Commençons par saluer la collaboration entre la galerie lyonnaise Le Bleu du Ciel et les éditions Deux-Cent-Cinq (voir leur site : http://www.lebleuduciel.net/html/accueil.htm et http://www.editions205.fr/) : le format à l'italienne de Female/Male, son cache bleu en couverture et la solidité du papier légèrement brillant proposent un rapport original aux images de Tom Wood.
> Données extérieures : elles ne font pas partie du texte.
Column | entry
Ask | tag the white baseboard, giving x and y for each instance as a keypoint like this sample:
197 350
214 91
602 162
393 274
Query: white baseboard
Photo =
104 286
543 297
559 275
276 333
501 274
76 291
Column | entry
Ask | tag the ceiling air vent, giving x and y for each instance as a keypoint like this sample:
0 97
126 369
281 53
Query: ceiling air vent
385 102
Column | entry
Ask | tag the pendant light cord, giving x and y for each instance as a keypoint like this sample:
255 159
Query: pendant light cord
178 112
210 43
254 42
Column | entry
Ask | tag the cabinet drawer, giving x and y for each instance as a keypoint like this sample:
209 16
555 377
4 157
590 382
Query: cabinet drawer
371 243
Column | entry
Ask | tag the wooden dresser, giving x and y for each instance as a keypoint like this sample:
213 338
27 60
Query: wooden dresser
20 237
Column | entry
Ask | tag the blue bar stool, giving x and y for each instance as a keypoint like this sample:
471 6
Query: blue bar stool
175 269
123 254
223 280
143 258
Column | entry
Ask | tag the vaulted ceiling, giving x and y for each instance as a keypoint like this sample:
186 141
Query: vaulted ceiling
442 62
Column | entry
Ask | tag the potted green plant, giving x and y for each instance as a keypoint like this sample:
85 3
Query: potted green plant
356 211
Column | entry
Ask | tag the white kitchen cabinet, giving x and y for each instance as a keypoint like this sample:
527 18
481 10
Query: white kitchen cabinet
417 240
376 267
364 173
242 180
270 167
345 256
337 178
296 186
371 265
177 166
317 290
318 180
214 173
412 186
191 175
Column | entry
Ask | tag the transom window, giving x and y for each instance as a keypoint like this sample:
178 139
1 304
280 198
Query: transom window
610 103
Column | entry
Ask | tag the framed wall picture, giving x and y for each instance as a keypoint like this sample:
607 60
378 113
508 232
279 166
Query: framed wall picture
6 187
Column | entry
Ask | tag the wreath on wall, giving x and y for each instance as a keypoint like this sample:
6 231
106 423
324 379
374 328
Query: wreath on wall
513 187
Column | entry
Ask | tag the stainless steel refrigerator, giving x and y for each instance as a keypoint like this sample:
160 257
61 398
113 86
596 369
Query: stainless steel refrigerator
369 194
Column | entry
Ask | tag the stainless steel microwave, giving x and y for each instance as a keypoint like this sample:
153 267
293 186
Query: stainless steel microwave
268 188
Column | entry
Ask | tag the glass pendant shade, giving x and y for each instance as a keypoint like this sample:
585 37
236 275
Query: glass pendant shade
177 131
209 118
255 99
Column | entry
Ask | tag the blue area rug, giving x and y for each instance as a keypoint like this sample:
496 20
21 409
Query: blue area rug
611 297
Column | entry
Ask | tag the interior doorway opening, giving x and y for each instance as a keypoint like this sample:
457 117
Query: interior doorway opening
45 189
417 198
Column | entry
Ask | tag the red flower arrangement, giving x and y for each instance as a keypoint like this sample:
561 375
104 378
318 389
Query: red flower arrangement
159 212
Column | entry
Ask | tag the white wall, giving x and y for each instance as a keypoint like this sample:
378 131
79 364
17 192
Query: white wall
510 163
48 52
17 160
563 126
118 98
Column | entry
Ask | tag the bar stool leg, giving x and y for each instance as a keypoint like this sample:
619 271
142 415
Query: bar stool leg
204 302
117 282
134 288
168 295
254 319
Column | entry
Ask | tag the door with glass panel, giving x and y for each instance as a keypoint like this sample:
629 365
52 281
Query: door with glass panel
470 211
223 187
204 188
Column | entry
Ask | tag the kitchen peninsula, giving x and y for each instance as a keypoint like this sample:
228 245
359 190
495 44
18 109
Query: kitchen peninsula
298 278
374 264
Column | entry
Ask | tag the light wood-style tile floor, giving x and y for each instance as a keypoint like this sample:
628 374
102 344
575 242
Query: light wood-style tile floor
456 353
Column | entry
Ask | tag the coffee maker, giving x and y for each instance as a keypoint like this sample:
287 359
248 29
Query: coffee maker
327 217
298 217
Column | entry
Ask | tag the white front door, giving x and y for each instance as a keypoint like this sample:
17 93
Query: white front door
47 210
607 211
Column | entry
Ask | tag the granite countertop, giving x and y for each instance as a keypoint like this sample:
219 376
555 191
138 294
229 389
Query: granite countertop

Des choix d'édition qui rendent justice aux penchants de l'artiste, arrivé à la photographie par l'apprentissage de la peinture conceptuelle et le visionnage intensif de films conceptuels, jamais vraiment à l'aise avec l'étiquette de "photographe documentaire". Pourtant, depuis le milieu des années 70, Tom Wood est le "photie man" (l'homme photographie) de Liverpool, celui s'est fondu dans ses rues, dans ses bus (All Zones Off Peak - 1998), au milieu de sa population, jamais abordée avec la distance du compère Martin Parr mais sans qu'on puisse pour autant parler "d'affection" pour ses sujets.
© Tom Wood
Tom Wood circule du noir et blanc à la couleur, du large au gros plan, des personnages aux décors, à tel point qu'il est d'abord difficile de savoir ce vers quoi va son oeil. Puis émerge l'idée du titre : ouvrant sur des images de femmes, tour à tour nues ou habillées, jeunes et vieilles, noires et blanches, le livre va ensuite - et l'image d'un cheval sautant par dessus une barrière semble bien marquer la séparation entre ces deux phases - chercher les hommes sur leur lieu de travail, roulant des mécaniques en groupe, regardant des films pornos dans le salon. Le livre progresse de la jeunesse vers l'âge adulte, en alternant images d'hommes et de femmes, mais sans jamais réunir les deux. Avec un art distillé du portrait et l'accès à des moments volés, Tom Wood nous montre les classes populaires d'une ville d'Angleterre où l'on finit tous avec le même pull à la maison de retraite, et en filigrane une curieuse absence de l'autre genre. Mondes cloisonnés en apparence, ce qui confère à tous les sujets du livre, au fur et à mesure des relectures, une troublante impression de solitude, et à l'ouvrage une fragilité bienvenue pour l'extraire du poncif documentaire.